With services like HDInsight and Azure Databricks, Apache Spark is quickly becoming a major player on the Azure data platform. This post looks at how Apache Spark can be integrated with the Azure SQL services. It's important to note that while I refer to Azure Databricks and Azure SQL Data Warehouse throughout the post, the same use cases and code examples can be used when working with Apache Spark on HDInsight and with Azure SQL DB.
First, there are several good use cases for using Azure Databricks with Azure SQL Data Warehouse (DW).

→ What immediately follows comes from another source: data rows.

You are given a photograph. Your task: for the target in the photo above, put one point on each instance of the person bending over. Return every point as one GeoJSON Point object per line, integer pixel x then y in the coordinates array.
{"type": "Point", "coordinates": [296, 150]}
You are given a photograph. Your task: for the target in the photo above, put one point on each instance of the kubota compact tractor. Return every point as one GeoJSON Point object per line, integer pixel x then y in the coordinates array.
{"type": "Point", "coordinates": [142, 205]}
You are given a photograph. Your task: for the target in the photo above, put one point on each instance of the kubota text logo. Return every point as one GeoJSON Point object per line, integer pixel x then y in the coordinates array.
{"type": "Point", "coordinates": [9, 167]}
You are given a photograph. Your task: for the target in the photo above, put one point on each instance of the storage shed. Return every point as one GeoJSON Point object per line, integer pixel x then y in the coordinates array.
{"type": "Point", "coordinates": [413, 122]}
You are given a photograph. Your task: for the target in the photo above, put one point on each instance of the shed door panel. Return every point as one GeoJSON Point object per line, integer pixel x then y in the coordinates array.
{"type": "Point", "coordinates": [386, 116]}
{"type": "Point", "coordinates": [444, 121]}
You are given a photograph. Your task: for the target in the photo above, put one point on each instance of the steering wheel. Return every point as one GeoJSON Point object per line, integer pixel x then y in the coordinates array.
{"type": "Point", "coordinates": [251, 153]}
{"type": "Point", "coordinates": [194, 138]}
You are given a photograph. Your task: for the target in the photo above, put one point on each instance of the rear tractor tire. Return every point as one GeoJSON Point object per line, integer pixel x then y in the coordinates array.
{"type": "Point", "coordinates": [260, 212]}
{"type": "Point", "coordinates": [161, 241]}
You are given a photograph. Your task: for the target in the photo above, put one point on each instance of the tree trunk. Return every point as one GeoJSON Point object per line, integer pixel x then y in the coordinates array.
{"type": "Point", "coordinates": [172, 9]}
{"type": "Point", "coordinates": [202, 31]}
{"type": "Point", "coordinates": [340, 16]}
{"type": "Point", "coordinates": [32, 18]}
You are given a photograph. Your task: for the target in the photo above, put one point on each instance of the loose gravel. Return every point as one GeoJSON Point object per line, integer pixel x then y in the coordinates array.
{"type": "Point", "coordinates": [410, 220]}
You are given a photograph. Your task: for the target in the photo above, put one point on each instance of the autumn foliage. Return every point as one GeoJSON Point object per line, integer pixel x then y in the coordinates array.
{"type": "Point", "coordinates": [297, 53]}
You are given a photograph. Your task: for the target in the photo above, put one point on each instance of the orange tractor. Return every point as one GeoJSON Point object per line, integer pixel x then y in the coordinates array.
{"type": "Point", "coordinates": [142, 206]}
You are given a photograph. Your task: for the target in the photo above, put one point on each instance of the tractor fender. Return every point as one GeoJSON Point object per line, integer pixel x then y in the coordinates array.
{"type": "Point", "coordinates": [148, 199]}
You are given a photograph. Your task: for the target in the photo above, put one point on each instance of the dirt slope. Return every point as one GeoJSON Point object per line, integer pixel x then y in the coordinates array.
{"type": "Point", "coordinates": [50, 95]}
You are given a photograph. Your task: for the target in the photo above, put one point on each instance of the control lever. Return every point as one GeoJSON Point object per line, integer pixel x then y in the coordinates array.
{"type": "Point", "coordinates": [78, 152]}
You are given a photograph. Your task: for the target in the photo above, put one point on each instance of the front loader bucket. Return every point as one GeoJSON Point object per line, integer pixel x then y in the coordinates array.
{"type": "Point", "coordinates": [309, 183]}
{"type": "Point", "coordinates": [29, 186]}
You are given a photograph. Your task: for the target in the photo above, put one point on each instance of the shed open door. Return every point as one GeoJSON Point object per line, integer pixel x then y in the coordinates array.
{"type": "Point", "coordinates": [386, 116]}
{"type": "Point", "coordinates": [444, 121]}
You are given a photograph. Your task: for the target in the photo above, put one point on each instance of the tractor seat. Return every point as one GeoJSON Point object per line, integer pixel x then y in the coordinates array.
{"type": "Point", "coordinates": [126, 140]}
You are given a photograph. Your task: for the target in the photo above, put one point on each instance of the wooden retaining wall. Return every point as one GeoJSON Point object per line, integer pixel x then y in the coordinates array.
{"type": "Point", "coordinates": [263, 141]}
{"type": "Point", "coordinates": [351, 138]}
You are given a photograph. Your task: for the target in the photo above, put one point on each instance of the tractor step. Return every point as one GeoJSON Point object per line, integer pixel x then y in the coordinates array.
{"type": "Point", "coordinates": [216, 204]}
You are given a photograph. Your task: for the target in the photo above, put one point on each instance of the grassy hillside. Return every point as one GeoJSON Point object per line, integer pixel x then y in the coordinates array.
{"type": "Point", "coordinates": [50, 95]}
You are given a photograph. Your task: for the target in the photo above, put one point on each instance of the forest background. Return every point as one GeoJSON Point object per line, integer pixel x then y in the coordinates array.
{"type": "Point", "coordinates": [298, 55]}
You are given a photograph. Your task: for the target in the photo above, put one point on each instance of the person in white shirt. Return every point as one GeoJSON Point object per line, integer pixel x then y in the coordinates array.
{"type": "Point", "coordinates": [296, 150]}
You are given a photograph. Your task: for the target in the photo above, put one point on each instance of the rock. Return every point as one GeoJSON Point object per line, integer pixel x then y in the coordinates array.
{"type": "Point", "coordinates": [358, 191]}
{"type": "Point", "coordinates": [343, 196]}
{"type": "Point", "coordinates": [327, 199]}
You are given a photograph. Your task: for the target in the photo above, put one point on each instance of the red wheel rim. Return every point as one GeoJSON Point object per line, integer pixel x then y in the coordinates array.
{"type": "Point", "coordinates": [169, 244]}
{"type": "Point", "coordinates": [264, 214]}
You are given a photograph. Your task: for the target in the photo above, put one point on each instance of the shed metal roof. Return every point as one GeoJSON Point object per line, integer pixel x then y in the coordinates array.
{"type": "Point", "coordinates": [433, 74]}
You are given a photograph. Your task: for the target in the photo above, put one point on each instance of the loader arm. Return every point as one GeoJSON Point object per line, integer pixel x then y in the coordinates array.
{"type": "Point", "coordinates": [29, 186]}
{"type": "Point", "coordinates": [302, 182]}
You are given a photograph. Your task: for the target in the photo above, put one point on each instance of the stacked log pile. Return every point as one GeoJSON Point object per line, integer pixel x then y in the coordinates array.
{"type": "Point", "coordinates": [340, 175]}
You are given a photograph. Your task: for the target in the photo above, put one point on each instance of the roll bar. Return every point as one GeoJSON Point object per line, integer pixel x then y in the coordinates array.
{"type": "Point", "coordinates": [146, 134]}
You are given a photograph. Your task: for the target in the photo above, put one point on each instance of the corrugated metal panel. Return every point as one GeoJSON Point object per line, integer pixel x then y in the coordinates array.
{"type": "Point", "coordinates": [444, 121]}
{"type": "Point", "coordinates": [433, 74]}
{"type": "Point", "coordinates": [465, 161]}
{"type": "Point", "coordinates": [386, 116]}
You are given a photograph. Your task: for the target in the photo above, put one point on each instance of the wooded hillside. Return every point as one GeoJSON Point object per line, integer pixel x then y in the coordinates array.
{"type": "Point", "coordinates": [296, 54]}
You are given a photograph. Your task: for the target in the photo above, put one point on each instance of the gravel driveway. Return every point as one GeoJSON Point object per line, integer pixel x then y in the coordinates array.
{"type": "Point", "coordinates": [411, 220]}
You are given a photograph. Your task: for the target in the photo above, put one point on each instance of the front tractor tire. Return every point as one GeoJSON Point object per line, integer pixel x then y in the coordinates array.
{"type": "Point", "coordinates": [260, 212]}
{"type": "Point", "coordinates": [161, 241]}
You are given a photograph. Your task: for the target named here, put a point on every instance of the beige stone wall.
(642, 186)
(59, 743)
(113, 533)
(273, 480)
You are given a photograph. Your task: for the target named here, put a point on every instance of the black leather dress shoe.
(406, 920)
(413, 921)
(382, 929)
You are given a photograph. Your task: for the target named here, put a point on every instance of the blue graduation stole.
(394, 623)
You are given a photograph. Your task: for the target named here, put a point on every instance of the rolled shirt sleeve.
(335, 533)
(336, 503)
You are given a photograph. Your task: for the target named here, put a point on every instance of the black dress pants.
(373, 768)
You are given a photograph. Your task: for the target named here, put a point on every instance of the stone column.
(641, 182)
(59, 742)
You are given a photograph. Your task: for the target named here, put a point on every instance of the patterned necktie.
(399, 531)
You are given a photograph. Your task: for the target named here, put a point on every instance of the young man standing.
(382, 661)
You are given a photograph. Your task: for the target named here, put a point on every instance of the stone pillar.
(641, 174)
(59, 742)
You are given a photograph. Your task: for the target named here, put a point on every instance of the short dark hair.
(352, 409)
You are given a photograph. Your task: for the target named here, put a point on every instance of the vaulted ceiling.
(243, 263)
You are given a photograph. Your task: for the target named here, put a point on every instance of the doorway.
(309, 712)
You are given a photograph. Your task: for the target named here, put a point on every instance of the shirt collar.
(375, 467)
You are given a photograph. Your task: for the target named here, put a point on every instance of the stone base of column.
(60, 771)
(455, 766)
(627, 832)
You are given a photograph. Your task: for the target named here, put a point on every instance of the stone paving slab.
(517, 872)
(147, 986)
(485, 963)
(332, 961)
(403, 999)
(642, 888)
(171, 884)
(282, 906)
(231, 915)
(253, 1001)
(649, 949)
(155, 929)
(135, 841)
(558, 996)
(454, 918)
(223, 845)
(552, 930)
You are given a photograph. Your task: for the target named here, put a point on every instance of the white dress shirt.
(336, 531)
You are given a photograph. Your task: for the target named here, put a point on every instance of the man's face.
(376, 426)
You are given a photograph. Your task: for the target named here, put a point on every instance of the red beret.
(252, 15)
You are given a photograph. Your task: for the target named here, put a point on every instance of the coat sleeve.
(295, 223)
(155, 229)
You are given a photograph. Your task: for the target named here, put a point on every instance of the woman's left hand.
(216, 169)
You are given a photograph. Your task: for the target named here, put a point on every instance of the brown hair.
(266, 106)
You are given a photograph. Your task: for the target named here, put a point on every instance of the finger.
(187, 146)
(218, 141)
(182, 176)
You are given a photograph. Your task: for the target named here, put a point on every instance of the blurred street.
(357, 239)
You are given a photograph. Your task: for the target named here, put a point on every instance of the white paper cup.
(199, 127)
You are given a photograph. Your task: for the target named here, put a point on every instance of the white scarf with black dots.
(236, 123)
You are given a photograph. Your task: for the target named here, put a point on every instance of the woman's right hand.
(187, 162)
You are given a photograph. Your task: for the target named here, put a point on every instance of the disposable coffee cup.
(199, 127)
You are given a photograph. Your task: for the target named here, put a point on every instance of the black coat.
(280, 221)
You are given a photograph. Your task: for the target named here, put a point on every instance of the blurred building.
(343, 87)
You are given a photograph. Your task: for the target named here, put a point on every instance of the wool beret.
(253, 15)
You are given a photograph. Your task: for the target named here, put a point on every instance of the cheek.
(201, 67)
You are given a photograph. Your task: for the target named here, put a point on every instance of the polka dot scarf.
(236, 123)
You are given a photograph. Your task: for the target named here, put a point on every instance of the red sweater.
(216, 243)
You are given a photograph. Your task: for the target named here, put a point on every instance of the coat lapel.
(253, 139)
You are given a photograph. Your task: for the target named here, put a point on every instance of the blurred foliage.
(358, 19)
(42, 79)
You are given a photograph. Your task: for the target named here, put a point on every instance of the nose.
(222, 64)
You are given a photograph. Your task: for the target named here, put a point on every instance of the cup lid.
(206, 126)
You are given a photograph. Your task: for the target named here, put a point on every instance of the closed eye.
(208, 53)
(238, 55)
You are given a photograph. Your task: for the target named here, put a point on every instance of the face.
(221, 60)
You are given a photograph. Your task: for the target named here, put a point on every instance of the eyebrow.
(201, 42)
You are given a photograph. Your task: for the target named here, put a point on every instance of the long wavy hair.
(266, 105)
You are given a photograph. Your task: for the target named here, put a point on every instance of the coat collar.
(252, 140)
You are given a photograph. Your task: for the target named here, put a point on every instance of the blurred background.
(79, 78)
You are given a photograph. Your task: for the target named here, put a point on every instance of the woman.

A few of them are listed below.
Batch or Streaming ETL
A common use case is to use Azure Databricks to perform ETL processing and data engineering on big data and/or streaming datasets before inserting the data into Azure SQL DW. Source data from Azure Data Lake Store, Blob storage, or streaming in from services like Kafka on HDInsight or Eventhubs can be transformed and/or aggregated using Spark SQL functions before being inserted into Azure SQL DW.
* Important note: In this post, I'll show how you can insert data directly into Azure SQL DW from Spark, but that doesn't necessarily mean that it is always the "best" way to do it. There are other options such as writing your DataFrame out to a directory on Blob or Data Lake Store and using Polybase to load it into Azure SQL DW. As always, be mindful of your use case and standards being used.
Reference Data and Mashup
Another use case for Azure Databricks with Azure SQL DW is to mashup the data from Azure SQL DW with data from another source. This can be done by reading data from Azure SQL DW into a Spark DataFrame and joining it to another DataFrame from another source. This can also be done by creating a Spark SQL table or view from the Azure SQL DW data and then joining that table or view to an existing Spark SQL or Hive table.
Azure Databricks can also be used with Azure SQL DW for advanced analytics and machine learning scenarios. Machine learning models can be trained using big data sets residing in Data Lake Store or Blob storage (or even Azure SQL DW). When predictions are made on new data, those predictions can be stored and analyzed in Azure SQL DW.
Interacting with Azure SQL DW Using Apache Spark
Apache Spark can connect to Azure SQL DW using the Microsoft SQL Server JDBC driver. Both Azure Databricks and HDInsight Spark clusters come with the JDBC driver already installed. Below are some examples of how the JDBC driver can be used to work with Azure SQL DW.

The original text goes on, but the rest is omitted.